Los cinco
golpes y el corazón
"Nadie puede seguir a nadie al laberinto de los espejos
rotos, donde no se busca consuelo porque no se lo encuentra ni se busca arreglo
porque no lo hay"
Buenos Aires
Pasó hace poco. Era de noche. Yo estaba sentada en el piso de
la cocina, él en una silla, cerca de la ventana. Escuchábamos música pero yo
estaba ausente, pesarosa. Me preguntó “¿Qué pasa?”. Días atrás yo había mirado
fotos de nuestros viajes. Las playas, los volcanes, los autos medio rotos que
alquilábamos en el Asia. Recordé la vez en que la camioneta en la que íbamos y
que él, con ese rostro de belleza revolucionaria, conducía como un gladiador
por el límite entre Tailandia y Myanmar, se deslizó colina abajo por un camino
de barro bajo una lluvia torrencial, se tornó inmanejable y estuvimos a punto
de caer por un precipicio. Recordé el modo sereno y marcial con que me ordenó
“Saltá” y la manera cobarde en que le dije “No”, porque no quería una vida sin
él. Cuando nos conocimos éramos dos tifones. Nadie daba nada por nosotros. Dos
semanas, decían. Como mucho tres. Pasaron décadas. En la escena final de Kill
Bill, la película de Quentin Tarantino, Uma Thurman le aplica a David Carradine
el golpe de cinco puntos y palma que revientan el corazón. Una vez golpeada, la
víctima no tiene escapatoria: apenas dé un paso caerá muerta. Yo llevo desde
siempre ese golpe en mí. Me lo dio un fantasma antes de nacer y cada tanto me
fulmina. Él, que es el fondo de mi pozo sin fondo, nunca se asustó por eso.

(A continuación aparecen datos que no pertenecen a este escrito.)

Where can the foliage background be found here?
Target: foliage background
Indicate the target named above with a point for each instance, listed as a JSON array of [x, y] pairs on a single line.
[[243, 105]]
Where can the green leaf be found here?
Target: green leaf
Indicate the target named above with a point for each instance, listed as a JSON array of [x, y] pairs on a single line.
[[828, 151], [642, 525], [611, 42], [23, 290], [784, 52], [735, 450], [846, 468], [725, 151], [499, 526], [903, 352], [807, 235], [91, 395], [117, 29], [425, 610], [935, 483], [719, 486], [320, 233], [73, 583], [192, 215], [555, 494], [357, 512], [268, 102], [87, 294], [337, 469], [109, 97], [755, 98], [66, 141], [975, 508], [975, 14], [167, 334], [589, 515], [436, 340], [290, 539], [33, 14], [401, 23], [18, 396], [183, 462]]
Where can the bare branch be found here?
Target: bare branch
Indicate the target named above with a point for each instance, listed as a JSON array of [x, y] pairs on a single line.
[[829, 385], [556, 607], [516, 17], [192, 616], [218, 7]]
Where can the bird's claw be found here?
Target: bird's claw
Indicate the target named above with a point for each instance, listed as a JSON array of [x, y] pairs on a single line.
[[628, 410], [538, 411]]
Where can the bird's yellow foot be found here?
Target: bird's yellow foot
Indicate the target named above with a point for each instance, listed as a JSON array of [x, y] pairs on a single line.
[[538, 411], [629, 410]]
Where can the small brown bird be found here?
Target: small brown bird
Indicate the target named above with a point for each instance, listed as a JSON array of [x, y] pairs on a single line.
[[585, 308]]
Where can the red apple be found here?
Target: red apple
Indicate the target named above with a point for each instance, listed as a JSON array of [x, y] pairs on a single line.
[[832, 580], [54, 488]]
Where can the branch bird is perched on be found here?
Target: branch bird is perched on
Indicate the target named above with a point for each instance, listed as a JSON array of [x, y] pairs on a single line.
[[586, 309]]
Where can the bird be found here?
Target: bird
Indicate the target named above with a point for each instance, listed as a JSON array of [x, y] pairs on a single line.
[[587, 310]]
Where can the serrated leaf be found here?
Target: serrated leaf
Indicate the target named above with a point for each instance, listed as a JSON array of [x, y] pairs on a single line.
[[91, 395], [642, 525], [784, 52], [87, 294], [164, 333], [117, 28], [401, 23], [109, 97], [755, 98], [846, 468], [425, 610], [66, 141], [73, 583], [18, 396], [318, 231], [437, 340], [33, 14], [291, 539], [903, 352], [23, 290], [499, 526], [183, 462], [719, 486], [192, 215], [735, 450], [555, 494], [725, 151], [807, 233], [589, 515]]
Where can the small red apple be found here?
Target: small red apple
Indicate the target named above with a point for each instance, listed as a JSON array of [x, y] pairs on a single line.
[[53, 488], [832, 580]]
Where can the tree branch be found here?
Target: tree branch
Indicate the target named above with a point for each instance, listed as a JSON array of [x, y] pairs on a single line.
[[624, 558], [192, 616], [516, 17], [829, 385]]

Siempre se mantuvo paciente esperando mi resurrección. No tiene idea de quién
soy pero me conoce absolutamente. Esa noche, sentada en el piso, no le dije
nada. Sólo sonreí. ¿Qué hubiera podido decirle, excepto “Estoy en la oscuridad
bailando con extraños, profundamente amenazada”? Nadie puede seguir a nadie al
laberinto de los espejos rotos, donde no se busca consuelo porque no se lo
encuentra ni se busca arreglo porque no lo hay. Entonces él se levantó, tomó
una copa, sirvió vino, me la acercó y dijo “Te voy a emborrachar”. Le dije
“Bueno. Si venís conmigo”. Y eso hizo. Así fue como entramos juntos en la noche
sin alma pero repleta de nosotros dos. Sin quejas, sin reclamos, sin pedir
explicaciones, hizo lo que hacen los que aman: me dejó caer completamente sola.
Después, como siempre, me miró triunfar.